Какое это было счастье! Кто его не испытал, тот не поймет.

Машина стала выдавать результаты. Я ходил к ней, как на праздник, начищенный, умытый и наглаженный. Я влюбился в нее, как Крылов в свою Вику. Машина превратилась в вежливое и понятливое существо. Кокетливо помигав лампочками, она печатала мне изотермы.

Изотермы появлялись на широком белом рулоне, который медленно выползал из АЦПУ. Они имели вид концентрических эллипсов. Эллипсы распускались, как бутоны роз. Я плясал возле АЦПУ и время от времени подбрасывал в устройство ввода новые исходные данные. Как дрова в печку.

За несколько дней я теоретически сварил лазером все возможные сочетания металлов, для любых толщин и конфигураций деталей. Вольфрам с титаном, титан с ванадием, сталь с латунью и тому подобное.

Рулоны с изотермами и другими данными я приносил в нашу комнату и сваливал у себя на столе. Довольный Чемогуров рассматривал изотермы и что-то бормотал. Кроме того, он снабжал меня все новыми и новыми параметрами.

Наконец параметры кончились. Мне казалось, что я обеспечил лазерную технологию на много лет вперед.

В нашей комнате появился незнакомый человек. Его привел Чемогуров. Он был седой, с короткой стрижкой и лицом боксера. Широкие скулы и приплюснутый нос. Звали его Николай Егорович.

Николай Егорович занял стол Крылова. Сам Крылов уже давно исчез. Его потерял из виду не только я, но и Мих-Мих, и даже Сметанин. Никто не знал, где Крылов и чем он занимается. Сметанин высказывал предположение, что Крылов готовится к свадьбе.

Николай Егорович зарылся в рулоны. Предварительно он очень вежливо испросил мое согласие. Я согласился. Он что-то выписывал в тетрадку, накладывал изотермы одна на другую и считал на логарифмической линейке. Мне он не мешал.

Сметанин, который жил теперь с Милой у профессора и продолжал разыгрывать фиктивный брак, рассказал Юрию Тимофеевичу о моем успехе. Профессор пришел ко мне и долго разглядывал изотермы.

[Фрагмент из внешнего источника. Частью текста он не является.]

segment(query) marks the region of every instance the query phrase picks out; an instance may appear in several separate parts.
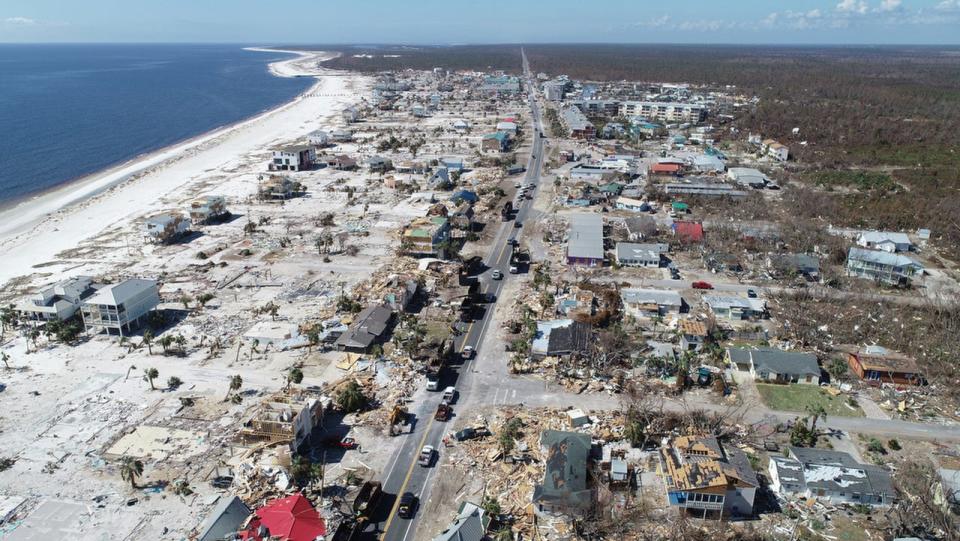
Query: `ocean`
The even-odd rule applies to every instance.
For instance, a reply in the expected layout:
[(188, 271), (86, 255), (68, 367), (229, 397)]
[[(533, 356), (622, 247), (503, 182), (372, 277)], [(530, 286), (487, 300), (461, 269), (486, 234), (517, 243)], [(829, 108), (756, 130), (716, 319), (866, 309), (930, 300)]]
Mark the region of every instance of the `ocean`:
[(241, 45), (0, 44), (0, 205), (271, 109), (306, 90)]

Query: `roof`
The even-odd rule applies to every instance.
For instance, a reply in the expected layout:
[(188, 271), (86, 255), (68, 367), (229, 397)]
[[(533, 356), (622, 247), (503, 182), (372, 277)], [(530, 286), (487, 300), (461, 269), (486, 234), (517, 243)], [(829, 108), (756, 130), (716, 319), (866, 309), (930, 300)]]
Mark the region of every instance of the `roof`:
[(222, 541), (240, 530), (250, 508), (236, 496), (221, 497), (200, 528), (198, 541)]
[(865, 231), (860, 234), (860, 241), (870, 244), (892, 242), (894, 244), (912, 244), (906, 233), (892, 231)]
[(864, 346), (846, 348), (847, 352), (860, 361), (864, 370), (881, 372), (919, 373), (917, 361), (913, 357), (883, 346)]
[(752, 310), (754, 312), (763, 312), (767, 309), (767, 303), (761, 299), (746, 299), (743, 297), (728, 297), (725, 295), (704, 295), (703, 302), (707, 303), (711, 310), (742, 308)]
[[(811, 447), (789, 447), (790, 458), (800, 470), (791, 474), (807, 488), (829, 491), (879, 494), (893, 498), (896, 493), (890, 474), (870, 464), (861, 464), (848, 453)], [(778, 461), (778, 468), (789, 468), (787, 461)]]
[(156, 280), (147, 280), (144, 278), (130, 278), (119, 284), (110, 284), (97, 291), (97, 293), (85, 302), (86, 304), (106, 304), (109, 306), (118, 306), (136, 297), (146, 290), (156, 289)]
[(336, 344), (346, 347), (369, 347), (386, 331), (392, 316), (393, 312), (386, 306), (368, 306), (357, 314), (350, 329), (337, 338)]
[(565, 355), (586, 351), (590, 344), (590, 325), (572, 319), (538, 321), (531, 352), (540, 355)]
[(271, 537), (289, 541), (314, 541), (327, 534), (326, 525), (313, 504), (299, 492), (279, 500), (273, 500), (257, 509), (256, 518), (240, 534), (241, 539), (262, 541), (266, 537), (258, 534), (260, 526), (265, 526)]
[(603, 259), (603, 216), (580, 213), (570, 217), (567, 257)]
[(480, 541), (487, 532), (490, 518), (482, 508), (463, 502), (453, 523), (433, 541)]
[(659, 260), (660, 254), (670, 251), (670, 245), (664, 243), (635, 244), (632, 242), (617, 243), (617, 260), (639, 259)]
[(850, 251), (847, 252), (847, 260), (874, 263), (887, 267), (923, 268), (923, 265), (905, 255), (891, 254), (883, 250), (867, 250), (865, 248), (850, 248)]
[(699, 242), (703, 240), (703, 224), (700, 222), (673, 222), (673, 233), (687, 240)]
[(658, 306), (683, 306), (683, 297), (676, 291), (663, 289), (623, 289), (620, 297), (629, 304), (656, 304)]
[[(736, 352), (735, 350), (743, 350)], [(784, 351), (778, 348), (730, 348), (730, 357), (742, 359), (746, 355), (757, 372), (774, 374), (820, 375), (817, 356), (812, 353)]]
[(681, 334), (689, 334), (691, 336), (706, 336), (707, 335), (707, 326), (703, 324), (702, 321), (694, 321), (692, 319), (681, 319), (677, 322), (677, 330)]
[(586, 507), (591, 502), (587, 490), (587, 458), (590, 436), (576, 432), (544, 430), (540, 446), (545, 449), (543, 483), (533, 490), (534, 502)]

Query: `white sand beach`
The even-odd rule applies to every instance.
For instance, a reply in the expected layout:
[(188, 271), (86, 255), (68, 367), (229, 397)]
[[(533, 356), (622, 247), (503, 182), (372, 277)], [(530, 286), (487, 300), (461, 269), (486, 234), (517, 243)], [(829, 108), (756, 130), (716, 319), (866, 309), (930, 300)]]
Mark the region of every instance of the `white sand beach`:
[[(279, 51), (273, 51), (279, 52)], [(120, 228), (146, 214), (170, 208), (178, 194), (208, 183), (218, 171), (266, 161), (266, 151), (329, 127), (332, 117), (359, 100), (363, 78), (324, 70), (333, 53), (283, 51), (298, 56), (276, 62), (280, 77), (314, 77), (306, 92), (276, 109), (238, 124), (138, 157), (0, 212), (0, 284), (36, 272), (59, 274), (57, 254), (107, 228)], [(262, 157), (261, 157), (262, 156)], [(260, 171), (265, 167), (260, 167)], [(246, 196), (249, 186), (217, 186), (219, 193)]]

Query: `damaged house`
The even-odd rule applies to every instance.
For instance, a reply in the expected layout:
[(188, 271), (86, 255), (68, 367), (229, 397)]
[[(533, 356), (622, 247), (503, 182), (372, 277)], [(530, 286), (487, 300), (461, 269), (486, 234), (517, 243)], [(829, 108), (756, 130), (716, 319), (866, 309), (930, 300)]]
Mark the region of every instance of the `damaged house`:
[(750, 516), (760, 481), (746, 453), (714, 437), (668, 439), (659, 474), (671, 507), (698, 518)]

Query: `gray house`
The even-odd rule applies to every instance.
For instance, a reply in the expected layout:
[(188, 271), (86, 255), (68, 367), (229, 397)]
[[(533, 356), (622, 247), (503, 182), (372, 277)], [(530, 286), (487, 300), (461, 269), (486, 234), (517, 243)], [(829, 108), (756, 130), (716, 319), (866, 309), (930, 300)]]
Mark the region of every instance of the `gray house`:
[(790, 447), (789, 457), (770, 457), (768, 472), (770, 488), (783, 496), (871, 506), (888, 506), (897, 499), (886, 470), (840, 451)]
[(151, 310), (160, 304), (155, 280), (131, 278), (119, 284), (104, 286), (83, 301), (80, 314), (87, 331), (124, 331), (140, 325)]

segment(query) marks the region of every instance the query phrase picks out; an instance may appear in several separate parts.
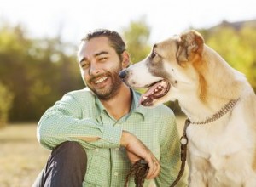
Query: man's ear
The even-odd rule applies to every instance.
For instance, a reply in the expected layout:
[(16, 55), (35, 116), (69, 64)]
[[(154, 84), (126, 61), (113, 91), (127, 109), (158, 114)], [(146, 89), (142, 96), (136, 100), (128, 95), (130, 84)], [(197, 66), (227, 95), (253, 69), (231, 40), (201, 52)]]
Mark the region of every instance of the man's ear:
[(177, 59), (178, 63), (192, 61), (195, 54), (201, 55), (204, 39), (195, 31), (189, 31), (180, 36)]
[(130, 65), (130, 55), (127, 53), (127, 51), (124, 51), (123, 52), (122, 58), (123, 58), (123, 60), (122, 60), (122, 68), (125, 69), (125, 68), (128, 67), (129, 65)]

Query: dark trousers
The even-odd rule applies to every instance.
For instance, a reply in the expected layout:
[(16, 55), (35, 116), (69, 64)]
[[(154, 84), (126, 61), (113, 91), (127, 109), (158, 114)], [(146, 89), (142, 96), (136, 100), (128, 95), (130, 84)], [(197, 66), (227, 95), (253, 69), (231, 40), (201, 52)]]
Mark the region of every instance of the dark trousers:
[(55, 148), (32, 187), (81, 187), (87, 156), (77, 142), (64, 142)]

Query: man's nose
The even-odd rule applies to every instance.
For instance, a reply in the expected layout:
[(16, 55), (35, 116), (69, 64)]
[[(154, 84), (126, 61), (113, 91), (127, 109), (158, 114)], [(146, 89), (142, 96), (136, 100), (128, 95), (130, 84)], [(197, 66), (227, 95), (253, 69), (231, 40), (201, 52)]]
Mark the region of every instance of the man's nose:
[(101, 71), (101, 68), (96, 65), (96, 63), (90, 63), (90, 75), (95, 76), (97, 75)]
[(124, 79), (125, 78), (127, 73), (126, 73), (126, 70), (122, 70), (120, 72), (119, 72), (119, 77)]

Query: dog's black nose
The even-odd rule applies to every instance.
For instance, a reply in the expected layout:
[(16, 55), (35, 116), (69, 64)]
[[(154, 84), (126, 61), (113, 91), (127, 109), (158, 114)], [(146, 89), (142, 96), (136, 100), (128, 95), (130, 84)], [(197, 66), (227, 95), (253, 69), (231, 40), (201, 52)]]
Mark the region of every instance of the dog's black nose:
[(119, 72), (119, 77), (120, 78), (125, 78), (126, 76), (126, 70), (122, 70), (120, 72)]

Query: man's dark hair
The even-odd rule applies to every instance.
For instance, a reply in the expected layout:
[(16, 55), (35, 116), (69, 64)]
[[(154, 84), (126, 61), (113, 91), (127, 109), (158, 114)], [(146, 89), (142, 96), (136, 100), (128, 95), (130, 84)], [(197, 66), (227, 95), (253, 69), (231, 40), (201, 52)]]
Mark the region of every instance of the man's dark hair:
[(120, 35), (114, 31), (107, 29), (96, 29), (87, 33), (87, 35), (82, 39), (82, 41), (90, 41), (92, 38), (98, 37), (106, 37), (109, 40), (110, 46), (114, 48), (119, 59), (122, 58), (122, 54), (125, 51), (125, 43), (123, 41)]

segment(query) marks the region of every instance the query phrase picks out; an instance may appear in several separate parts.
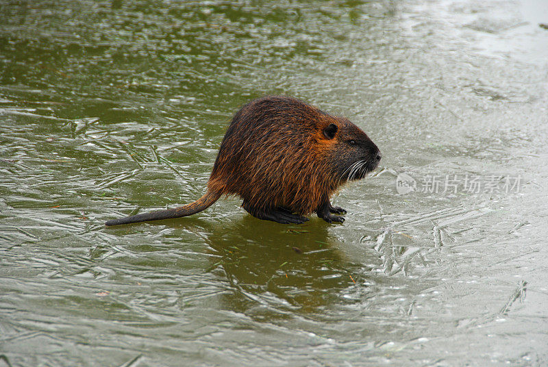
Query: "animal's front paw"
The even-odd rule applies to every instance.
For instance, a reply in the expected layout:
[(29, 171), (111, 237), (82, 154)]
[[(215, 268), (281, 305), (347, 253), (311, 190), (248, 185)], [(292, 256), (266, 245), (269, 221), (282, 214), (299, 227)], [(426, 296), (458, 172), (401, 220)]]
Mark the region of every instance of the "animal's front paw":
[(346, 214), (347, 211), (340, 207), (334, 207), (329, 205), (329, 212), (334, 214)]

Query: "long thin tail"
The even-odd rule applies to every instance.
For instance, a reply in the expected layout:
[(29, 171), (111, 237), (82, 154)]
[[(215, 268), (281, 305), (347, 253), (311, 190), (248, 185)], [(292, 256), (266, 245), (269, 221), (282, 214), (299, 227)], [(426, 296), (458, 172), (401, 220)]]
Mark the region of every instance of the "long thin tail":
[(165, 210), (156, 210), (149, 213), (143, 213), (136, 216), (126, 216), (112, 219), (105, 223), (105, 225), (127, 225), (138, 222), (147, 222), (149, 220), (159, 220), (160, 219), (170, 219), (195, 214), (210, 207), (221, 197), (221, 194), (208, 190), (208, 192), (200, 199), (186, 205)]

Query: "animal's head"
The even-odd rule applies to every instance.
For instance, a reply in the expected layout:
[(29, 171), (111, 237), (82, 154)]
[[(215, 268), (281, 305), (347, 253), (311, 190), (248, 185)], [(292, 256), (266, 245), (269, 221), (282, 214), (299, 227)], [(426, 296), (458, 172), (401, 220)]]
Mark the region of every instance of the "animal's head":
[(321, 127), (327, 153), (340, 182), (362, 179), (377, 168), (382, 155), (361, 129), (347, 118), (332, 118)]

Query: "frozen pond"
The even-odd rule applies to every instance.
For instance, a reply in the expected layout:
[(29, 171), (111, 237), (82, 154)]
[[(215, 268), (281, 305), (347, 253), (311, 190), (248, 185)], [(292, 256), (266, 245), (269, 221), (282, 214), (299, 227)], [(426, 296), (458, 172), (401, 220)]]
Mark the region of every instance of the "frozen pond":
[[(548, 364), (548, 3), (0, 2), (0, 367)], [(203, 193), (269, 94), (383, 153), (343, 225)]]

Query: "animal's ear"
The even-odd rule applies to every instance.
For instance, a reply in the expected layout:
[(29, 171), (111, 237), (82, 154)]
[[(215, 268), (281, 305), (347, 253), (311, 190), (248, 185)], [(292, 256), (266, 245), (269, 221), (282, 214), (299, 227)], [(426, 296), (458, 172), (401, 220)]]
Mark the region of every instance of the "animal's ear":
[(337, 130), (338, 130), (338, 127), (337, 127), (336, 125), (329, 124), (323, 129), (323, 135), (327, 139), (332, 139), (335, 137), (335, 134), (337, 134)]

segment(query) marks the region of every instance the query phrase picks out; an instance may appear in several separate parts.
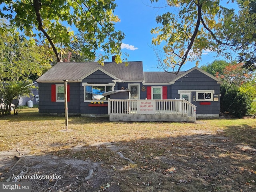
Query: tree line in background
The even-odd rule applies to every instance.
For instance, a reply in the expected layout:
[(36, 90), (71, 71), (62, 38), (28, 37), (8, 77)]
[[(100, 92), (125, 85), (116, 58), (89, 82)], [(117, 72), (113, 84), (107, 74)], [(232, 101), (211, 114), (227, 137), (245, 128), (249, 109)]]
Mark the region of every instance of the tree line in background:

— Поздравляю, Петя, — сказал он. — Теперь нужно срочно написать отчет по теме и лететь с ним в Тбилиси. Пишите с таким расчетом, чтобы это вошло потом в дипломную работу.

— Ясно, — сказал я.

Я засел за отчет. В первой главе я описал метод решения, во второй изложил применявшиеся численные методы, в третьей дал сведения о программе. Приложением к отчету были изотермы и другие кривые, характеризующие режимы сварки. Я сам их начертил на миллиметровке, вкладывая в дело душу.

Получился капитальный труд.

Зоя Давыдовна перепечатала его в пяти экземплярах на машинке. На титульном листе значилось: «Научный руководитель темы» (подпись профессора) и «Ответственный исполнитель» (моя подпись). Это выглядело шикарно. Я подумал, что в последних двух словах решающим является первое: «ответственный». Мне было очень радостно, что оно перевесило слово «исполнитель».